Chapitre 10

Argent

- Arrêtez de vous regarder, soupire Brienne en avalant une gorgée de thé brûlant. Puisque je vous dis que Rickon a largement exagéré.

- La vérité sort de la bouche des enfants, pas vrai ? marmonne Jaime en examinant son reflet dans le verre de la fenêtre.

Il est un peu plus de midi, ils se sont réfugiés dans la cuisine du personnel pour se réchauffer. Le mois de septembre est bien entamé, et avec lui, le froid mordant est revenu. Brienne a pris l'habitude de ressortir sa bouillotte emplie d'eau chaude dès la nuit tombée et elle carbure aux différents thés que Sansa collectionne. Mais Jaime, lui, se moque de son thé fumant. Sa prothèse de main droite, recouverte d'une fausse peau de caoutchouc couleur chair, ne risque pas de se brûler au contact de la tasse bouillante. Non, lui, tout ce qui lui importe, ce sont les fils d'argent qui courent sur son crâne, dans sa chevelure autrefois blonde mais que Brienne n'a jamais connue que terne et vaguement brune. Depuis que Rickon lui a fait une réflexion à ce propos ce matin, le Lannister ne pense qu'à ça.

- Je n'ai même pas quarante ans, gémit-il.

- Certains sont totalement blancs à trente ans, estimez-vous heureux.

- On voit que le problème ne vous touche pas. De tout façon, vous avez les cheveux si clairs que s'ils viraient au blanc, personne ne ferait la différence.

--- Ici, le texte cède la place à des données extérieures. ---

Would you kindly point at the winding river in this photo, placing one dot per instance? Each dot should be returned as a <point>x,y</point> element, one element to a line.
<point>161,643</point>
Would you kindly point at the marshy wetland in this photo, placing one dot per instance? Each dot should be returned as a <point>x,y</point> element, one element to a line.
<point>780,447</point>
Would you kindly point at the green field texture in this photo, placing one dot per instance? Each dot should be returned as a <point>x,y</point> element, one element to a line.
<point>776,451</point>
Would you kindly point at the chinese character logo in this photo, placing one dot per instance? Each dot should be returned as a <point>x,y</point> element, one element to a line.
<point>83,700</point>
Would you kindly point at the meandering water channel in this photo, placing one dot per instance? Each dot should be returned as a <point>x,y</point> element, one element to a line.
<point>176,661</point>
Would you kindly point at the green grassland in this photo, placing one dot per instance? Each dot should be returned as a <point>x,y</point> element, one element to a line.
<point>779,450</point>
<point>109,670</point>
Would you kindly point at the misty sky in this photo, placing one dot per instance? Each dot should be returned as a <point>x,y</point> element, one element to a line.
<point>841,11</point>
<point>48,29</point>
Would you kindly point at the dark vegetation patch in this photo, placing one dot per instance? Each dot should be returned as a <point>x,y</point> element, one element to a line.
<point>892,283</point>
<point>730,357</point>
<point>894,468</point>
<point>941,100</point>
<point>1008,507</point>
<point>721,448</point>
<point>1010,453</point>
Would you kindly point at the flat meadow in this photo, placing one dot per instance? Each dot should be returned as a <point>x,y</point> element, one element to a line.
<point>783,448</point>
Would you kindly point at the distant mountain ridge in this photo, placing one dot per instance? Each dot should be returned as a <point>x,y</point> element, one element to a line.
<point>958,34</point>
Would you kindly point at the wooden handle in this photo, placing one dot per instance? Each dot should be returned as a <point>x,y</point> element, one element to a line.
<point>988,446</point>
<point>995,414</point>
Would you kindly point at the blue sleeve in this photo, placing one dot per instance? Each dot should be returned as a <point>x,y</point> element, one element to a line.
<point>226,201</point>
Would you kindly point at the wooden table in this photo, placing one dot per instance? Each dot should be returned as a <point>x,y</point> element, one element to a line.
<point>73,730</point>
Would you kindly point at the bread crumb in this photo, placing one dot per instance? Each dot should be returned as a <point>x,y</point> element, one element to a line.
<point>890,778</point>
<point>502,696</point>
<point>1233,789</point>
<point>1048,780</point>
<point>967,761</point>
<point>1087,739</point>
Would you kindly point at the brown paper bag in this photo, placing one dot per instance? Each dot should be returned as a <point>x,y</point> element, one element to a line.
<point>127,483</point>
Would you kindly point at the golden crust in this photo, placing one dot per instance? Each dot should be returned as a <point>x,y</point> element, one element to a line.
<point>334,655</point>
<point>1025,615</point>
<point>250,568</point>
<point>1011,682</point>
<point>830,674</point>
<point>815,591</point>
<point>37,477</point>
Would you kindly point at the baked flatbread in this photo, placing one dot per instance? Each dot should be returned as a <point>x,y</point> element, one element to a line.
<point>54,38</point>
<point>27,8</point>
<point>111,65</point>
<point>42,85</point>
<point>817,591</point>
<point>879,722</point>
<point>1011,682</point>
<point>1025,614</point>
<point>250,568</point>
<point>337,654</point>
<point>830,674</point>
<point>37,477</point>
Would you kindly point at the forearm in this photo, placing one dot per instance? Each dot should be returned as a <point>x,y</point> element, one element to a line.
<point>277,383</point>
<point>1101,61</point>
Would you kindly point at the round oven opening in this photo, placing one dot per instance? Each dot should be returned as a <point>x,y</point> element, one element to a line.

- Sérieusement, buvez votre foutu thé et arrêtez vos âneries, vous commencez à sérieusement me taper sur les nerfs.

Depuis quelques mois, Brienne fait preuve d'un peu plus de patience avec Jaime. Depuis qu'il lui a recousu les boutons du manteau de Renly, quelque chose a changé entre eux. Mais soyons honnête, deux heures passées à côté d'un type qui ne parle que de ses cheveux qui virent au blanc, ça fait trop.

Jaime secoue la tête et prend son regard infernal, le condescendant qui crie « vous ne savez rien, vous ne comprenez rien ». S'il continue comme ça, Brienne comprend surtout qu'elle va l'assommer.

Par instinct de survie sans doute, Jaime finit par se taire, mais son regard continue de détailler son reflet dans la vitre, et il est évident qu'il continue de noter un à un ses cheveux blancs. Au bout d'un moment, Brienne laisse tomber sa tasse sur la table avec fracas, et Jaime sursaute. Il la regarde sans comprendre. Brienne hésite une dernière seconde, mais elle sent qu'elle doit être franche. Pire, elle le lui doit. Depuis le manteau, elle le lui doit.

- Personnellement, je suis contente que vous ayez des cheveux blancs. Ça prouve que vous continuez de vieillir. Les premières semaines où je vous ai vu, je pensais que vous finiriez par vous suicider.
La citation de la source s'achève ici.